- Holanda estreia no Grupo F da Copa do Mundo de 2026 contra o Japão, às 17h (horário de Brasília), em Dallas, com Memphis Depay no banco de reservas.
- O histórico entre as seleções em Mundiais tem apenas um duelo, vitória holandesa por 1 a 0 na Copa de 2010; o último encontro foi um amistoso em 2013, 2 a 2.
- Memphis Depay é destaque para os torcedores do Corinthians, mas deve começar no banco e entrar no segundo tempo, após temporada de lesões no Brasil.
- Koeman destacou o Japão como adversário forte, com equilíbrio entre defesa e ataque e jogadores em boa forma na Europa.
- O Japão chega ao Mundial com vitórias sobre Brasil (3 a 2, virada) e Inglaterra (1 a 0, Wembley) e é visto como time em evolução.
A Holanda estreia no Grupo F da Copa do Mundo de 2026 enfrentando o Japão, hoje às 17h (horário de Brasília), em Dallas. Memphis Depay começa no banco de reservas, retornando de lesões e com minutos reduzidos nos amistosos pré-Mundial.
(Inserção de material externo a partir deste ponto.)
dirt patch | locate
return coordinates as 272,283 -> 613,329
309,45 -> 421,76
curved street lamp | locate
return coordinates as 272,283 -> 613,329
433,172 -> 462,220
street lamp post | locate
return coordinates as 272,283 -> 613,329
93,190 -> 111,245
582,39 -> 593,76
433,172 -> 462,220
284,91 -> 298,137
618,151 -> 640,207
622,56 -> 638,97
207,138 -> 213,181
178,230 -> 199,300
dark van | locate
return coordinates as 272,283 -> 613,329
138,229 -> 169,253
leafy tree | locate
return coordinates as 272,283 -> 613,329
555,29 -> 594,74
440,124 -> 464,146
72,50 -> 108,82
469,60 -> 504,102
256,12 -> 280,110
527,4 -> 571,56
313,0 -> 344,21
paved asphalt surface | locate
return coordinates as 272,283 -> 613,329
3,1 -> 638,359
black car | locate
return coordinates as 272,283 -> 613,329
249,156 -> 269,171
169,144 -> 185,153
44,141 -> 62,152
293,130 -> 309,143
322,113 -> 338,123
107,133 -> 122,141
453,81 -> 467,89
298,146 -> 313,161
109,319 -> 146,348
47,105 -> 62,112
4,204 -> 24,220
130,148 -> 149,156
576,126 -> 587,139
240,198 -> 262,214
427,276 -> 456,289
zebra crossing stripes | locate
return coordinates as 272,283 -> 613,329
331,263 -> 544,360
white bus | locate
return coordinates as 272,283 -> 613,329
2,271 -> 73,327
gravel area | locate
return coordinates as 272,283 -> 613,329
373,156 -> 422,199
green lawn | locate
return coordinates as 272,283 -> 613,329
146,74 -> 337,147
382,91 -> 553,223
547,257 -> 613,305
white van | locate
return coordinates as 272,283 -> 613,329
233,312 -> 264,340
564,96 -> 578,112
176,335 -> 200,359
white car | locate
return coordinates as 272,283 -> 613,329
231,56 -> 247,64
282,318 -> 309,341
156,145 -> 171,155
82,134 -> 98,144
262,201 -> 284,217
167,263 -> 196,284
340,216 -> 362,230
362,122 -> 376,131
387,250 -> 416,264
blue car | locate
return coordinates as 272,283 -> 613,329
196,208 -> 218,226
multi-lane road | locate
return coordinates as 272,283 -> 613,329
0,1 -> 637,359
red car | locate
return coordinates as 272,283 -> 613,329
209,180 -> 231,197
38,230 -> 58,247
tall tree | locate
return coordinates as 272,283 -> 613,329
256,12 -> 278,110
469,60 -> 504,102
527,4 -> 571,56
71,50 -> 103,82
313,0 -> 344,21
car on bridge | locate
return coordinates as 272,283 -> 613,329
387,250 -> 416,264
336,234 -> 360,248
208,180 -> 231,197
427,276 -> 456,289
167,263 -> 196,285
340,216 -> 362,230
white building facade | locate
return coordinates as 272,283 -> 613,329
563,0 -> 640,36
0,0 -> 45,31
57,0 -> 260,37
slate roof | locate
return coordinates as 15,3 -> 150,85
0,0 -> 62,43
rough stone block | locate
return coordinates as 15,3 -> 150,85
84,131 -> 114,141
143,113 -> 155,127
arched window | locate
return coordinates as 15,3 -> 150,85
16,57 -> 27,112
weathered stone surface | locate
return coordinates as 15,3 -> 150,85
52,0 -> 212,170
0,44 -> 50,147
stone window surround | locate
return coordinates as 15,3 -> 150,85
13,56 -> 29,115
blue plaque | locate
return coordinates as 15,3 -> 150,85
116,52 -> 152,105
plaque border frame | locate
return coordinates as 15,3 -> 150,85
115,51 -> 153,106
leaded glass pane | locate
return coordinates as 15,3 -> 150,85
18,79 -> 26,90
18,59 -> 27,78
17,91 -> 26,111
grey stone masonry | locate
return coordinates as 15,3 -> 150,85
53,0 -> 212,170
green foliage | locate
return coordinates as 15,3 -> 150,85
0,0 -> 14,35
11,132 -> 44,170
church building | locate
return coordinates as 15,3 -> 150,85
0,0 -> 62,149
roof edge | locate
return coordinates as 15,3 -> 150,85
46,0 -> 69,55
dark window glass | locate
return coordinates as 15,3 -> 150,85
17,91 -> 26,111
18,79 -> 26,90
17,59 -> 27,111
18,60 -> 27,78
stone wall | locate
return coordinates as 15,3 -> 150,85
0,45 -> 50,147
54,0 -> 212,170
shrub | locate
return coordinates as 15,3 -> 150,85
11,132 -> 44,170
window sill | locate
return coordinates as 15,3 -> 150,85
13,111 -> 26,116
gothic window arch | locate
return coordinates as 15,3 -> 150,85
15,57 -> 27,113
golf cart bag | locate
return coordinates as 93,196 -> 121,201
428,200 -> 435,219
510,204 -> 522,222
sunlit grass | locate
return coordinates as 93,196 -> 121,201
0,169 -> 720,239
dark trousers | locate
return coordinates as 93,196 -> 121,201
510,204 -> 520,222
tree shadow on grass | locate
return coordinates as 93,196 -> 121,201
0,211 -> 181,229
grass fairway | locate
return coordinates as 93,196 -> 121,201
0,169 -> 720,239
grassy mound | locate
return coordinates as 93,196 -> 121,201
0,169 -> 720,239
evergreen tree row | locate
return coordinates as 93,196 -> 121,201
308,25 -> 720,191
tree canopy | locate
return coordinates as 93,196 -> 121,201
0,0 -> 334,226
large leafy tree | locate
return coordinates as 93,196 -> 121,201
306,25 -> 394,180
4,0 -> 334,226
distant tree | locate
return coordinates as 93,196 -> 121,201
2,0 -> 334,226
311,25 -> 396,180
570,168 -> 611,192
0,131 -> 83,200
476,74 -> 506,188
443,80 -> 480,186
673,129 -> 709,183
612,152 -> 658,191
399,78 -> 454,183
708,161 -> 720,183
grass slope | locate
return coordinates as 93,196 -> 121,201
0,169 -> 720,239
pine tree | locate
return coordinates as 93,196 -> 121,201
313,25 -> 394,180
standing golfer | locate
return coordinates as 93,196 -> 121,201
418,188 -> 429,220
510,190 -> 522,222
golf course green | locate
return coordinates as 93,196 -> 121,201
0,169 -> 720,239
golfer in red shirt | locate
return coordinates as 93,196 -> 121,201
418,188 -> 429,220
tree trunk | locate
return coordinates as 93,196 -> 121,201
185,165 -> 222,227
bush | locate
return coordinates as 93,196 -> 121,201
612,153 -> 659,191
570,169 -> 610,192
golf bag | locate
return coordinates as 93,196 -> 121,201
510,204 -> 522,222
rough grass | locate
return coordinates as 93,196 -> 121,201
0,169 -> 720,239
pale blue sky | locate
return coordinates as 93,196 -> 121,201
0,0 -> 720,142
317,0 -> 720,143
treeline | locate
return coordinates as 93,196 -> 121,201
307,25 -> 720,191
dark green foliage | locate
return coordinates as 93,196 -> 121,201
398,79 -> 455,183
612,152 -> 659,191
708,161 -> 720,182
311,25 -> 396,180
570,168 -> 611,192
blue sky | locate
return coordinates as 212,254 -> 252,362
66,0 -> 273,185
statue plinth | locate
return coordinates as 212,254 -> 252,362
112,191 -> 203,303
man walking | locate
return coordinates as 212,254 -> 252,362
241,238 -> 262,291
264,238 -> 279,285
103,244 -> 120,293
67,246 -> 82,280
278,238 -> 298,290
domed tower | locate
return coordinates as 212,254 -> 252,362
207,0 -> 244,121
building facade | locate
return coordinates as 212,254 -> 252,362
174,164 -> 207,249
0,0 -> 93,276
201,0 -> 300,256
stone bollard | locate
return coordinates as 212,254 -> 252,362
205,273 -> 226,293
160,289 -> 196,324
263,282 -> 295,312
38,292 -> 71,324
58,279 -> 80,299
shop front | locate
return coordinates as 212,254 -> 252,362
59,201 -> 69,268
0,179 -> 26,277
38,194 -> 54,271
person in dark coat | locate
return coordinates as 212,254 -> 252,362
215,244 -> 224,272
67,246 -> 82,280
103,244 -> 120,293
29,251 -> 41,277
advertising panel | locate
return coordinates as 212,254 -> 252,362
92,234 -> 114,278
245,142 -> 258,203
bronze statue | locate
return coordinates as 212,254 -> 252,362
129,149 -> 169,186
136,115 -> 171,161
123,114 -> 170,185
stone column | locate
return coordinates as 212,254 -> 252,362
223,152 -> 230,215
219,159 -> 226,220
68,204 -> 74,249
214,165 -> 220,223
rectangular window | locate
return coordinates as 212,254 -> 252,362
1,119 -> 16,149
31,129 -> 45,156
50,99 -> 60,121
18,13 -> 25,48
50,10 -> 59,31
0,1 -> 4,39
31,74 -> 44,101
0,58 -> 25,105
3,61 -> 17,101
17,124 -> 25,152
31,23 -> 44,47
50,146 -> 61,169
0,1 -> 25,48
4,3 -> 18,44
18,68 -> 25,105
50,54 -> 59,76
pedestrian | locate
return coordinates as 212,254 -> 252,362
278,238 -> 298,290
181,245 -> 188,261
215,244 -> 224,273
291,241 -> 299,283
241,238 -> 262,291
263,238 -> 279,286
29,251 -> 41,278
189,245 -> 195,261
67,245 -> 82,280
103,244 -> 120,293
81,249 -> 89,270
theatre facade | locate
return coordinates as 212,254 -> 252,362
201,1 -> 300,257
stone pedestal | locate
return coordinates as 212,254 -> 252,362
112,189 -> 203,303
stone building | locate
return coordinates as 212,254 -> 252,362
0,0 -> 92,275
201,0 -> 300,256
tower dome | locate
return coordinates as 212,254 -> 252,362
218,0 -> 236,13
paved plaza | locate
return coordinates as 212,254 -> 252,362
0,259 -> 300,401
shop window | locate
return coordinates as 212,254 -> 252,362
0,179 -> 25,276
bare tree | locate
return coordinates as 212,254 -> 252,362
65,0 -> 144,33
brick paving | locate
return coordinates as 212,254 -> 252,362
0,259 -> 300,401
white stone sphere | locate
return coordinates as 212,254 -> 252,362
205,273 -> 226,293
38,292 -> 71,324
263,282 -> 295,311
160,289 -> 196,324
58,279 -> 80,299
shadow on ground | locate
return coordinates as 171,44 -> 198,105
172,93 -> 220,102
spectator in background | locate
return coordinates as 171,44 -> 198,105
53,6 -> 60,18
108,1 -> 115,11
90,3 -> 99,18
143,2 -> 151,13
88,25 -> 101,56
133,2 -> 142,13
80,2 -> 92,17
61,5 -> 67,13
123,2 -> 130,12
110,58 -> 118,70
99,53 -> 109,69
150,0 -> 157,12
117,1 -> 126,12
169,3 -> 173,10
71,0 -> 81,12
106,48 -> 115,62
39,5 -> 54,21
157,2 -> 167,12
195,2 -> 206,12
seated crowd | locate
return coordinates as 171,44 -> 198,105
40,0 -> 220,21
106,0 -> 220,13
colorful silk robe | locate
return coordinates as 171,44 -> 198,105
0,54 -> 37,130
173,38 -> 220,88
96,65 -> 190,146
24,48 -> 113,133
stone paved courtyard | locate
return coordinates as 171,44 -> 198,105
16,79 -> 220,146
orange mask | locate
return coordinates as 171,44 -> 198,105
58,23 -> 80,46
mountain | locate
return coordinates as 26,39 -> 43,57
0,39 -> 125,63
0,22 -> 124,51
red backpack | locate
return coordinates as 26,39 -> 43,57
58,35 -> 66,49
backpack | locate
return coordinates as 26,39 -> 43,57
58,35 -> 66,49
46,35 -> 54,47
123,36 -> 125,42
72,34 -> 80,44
O duelo é visto como teste importante para a Laranja Mecânica, diante de uma equipe japonesa em ascensão, que busca manter a qualidade defensiva e o equilíbrio ofensivo, segundo o técnico Ronald Koeman.
Historicamente, Holanda e Japão se enfrentaram apenas duas vezes em Mundiais. Em 2010, os holandeses venceram por 1 a 0, com gol de Sneijder, na África do Sul. Um amistoso em 2013 terminou empatado em 2 a 2, na Bélgica.
Memphis Depay, ídolo para torcedores do Corinthians, figura como arma de Koeman. Mesmo com o banco, o atacante pode entrar no segundo tempo para definir o ritmo da Holanda.
A seleção japonesa chega ao Mundial com o rótulo de gigantes que aprenderam a derrubar equipes de peso. Atualmente em 18º no ranking da Fifa, venceu a Inglaterra em 2026 e o Brasil por 3 a 2 no fim de 2025.
A equipe nipônica tem mostrado crescimento técnico e provocações rápidas pelos lados, qualidade que pode exigir ajuste tático da Holanda desde o início da partida, com foco na compactação defensiva.
Além disso, o Japão tem mostrado força física e transições rápidas, características que, segundo Koeman, exigem concentração desde o apito inicial para evitar vulnerabilidades na defesa.